Но не будем слишком строги к Ломоносову и напомним читателю, что в это время самолюбие его было раздражено также и литературными врагами.
При дворе Елизаветы в описанную эпоху уже образовались две партии. Одна из них, “более многочисленная и сильная, держалась так называвшегося тогда старого двора, который находился вполне в распоряжении Шуваловых; другая, менее значительная, состояла из приверженцев великой княгини Екатерины Алексеевны и считала своими покровителями графов Разумовских”, – говорит Пекарский. Шуваловы покровительствовали Ломоносову, а Разумовские “держали в милости” Сумарокова. Поименованные писатели имели каждый своих почитателей, которые враждовали между собой. Шувалов, будучи уже стариком, рассказывал с циничной откровенностью, как он потешался, стравливая Ломоносова с Сумароковым. Эти литературные ссоры, сопровождаемые эпиграммами и сатирами, доставляли немалое удовольствие знатным любителям изящной словесности, и они старались еще более подзадорить горячих и самолюбивых писателей.

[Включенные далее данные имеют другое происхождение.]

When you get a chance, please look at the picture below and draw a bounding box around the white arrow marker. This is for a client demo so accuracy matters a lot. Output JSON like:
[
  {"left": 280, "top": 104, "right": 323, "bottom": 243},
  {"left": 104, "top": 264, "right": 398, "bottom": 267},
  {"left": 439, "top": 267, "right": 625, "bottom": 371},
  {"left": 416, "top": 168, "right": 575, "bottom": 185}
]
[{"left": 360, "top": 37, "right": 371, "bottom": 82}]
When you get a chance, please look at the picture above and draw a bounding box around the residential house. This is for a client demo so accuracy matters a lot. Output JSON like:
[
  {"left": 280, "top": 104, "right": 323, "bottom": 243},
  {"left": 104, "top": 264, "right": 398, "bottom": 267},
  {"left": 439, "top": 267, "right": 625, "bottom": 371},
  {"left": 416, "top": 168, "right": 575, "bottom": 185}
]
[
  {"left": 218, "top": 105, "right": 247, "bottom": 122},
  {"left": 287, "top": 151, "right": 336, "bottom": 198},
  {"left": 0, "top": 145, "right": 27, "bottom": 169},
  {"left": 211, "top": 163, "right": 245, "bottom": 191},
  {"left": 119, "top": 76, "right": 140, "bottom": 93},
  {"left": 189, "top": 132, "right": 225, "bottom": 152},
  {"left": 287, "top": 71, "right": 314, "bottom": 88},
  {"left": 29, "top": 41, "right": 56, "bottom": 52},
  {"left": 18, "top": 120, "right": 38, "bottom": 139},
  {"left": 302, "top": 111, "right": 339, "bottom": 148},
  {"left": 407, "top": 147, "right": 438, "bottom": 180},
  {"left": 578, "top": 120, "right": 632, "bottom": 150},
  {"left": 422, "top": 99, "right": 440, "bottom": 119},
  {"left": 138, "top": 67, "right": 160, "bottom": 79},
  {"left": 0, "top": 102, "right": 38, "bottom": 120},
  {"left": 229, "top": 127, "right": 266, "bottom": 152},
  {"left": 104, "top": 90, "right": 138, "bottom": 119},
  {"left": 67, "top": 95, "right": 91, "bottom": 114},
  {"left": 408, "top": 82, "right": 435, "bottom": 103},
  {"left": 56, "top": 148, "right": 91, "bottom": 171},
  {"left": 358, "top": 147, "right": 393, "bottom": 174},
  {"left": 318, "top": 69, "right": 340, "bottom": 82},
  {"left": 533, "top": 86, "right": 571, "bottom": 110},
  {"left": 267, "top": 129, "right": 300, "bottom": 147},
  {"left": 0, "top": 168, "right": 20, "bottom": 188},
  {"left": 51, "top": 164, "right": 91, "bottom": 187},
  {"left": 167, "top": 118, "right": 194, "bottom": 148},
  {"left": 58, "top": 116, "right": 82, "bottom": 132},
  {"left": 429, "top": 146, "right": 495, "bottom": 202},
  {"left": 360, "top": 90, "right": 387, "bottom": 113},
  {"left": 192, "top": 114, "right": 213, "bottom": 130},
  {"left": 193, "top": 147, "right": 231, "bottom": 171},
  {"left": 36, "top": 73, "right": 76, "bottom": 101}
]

К чести Ломоносова нельзя не упомянуть, что если он и пользовался покровительством Шувалова и других, то никогда не низкопоклонствовал перед ними и не позволял себе, унижаясь, унижать и то искусство, которому служил. Прямая, честная, широкая и страстная натура не позволяла ему ронять таким поведением свое человеческое достоинство.
В угоду знатным покровителям он не только не изменял своим убеждениям, но не делал даже уступок. В этом отношении крайне характерен тот отпор, который он дал Шувалову, когда этот последний, вероятно, чувствуя за собою долю вины, вздумал мирить нашего поэта с Сумароковым. Ломоносов отвечал письмом: “Никто в жизни меня больше не изобидел, как Ваше Высокопревосходительство. Призвали Вы меня сегодня к себе. Я думал, может быть, какое-нибудь обрадование будет по моим справедливым прошениям… Вдруг слышу: помирись с Сумароковым! т. е. сделай смех и позор. Свяжись с таким человеком, от коего все бегают, и Вы сами не рады. Ваше Высокопревосходительство, имея ныне случай служить отечеству спомоществованием в науках, можете лучшие дела производить, нежели меня мирить с Сумароковым… Не только у стола знатных господ или у каких земных владетелей дураком быть не хочу, но ниже у самого Господа Бога, который мне дал смысл, пока разве не отнимет”.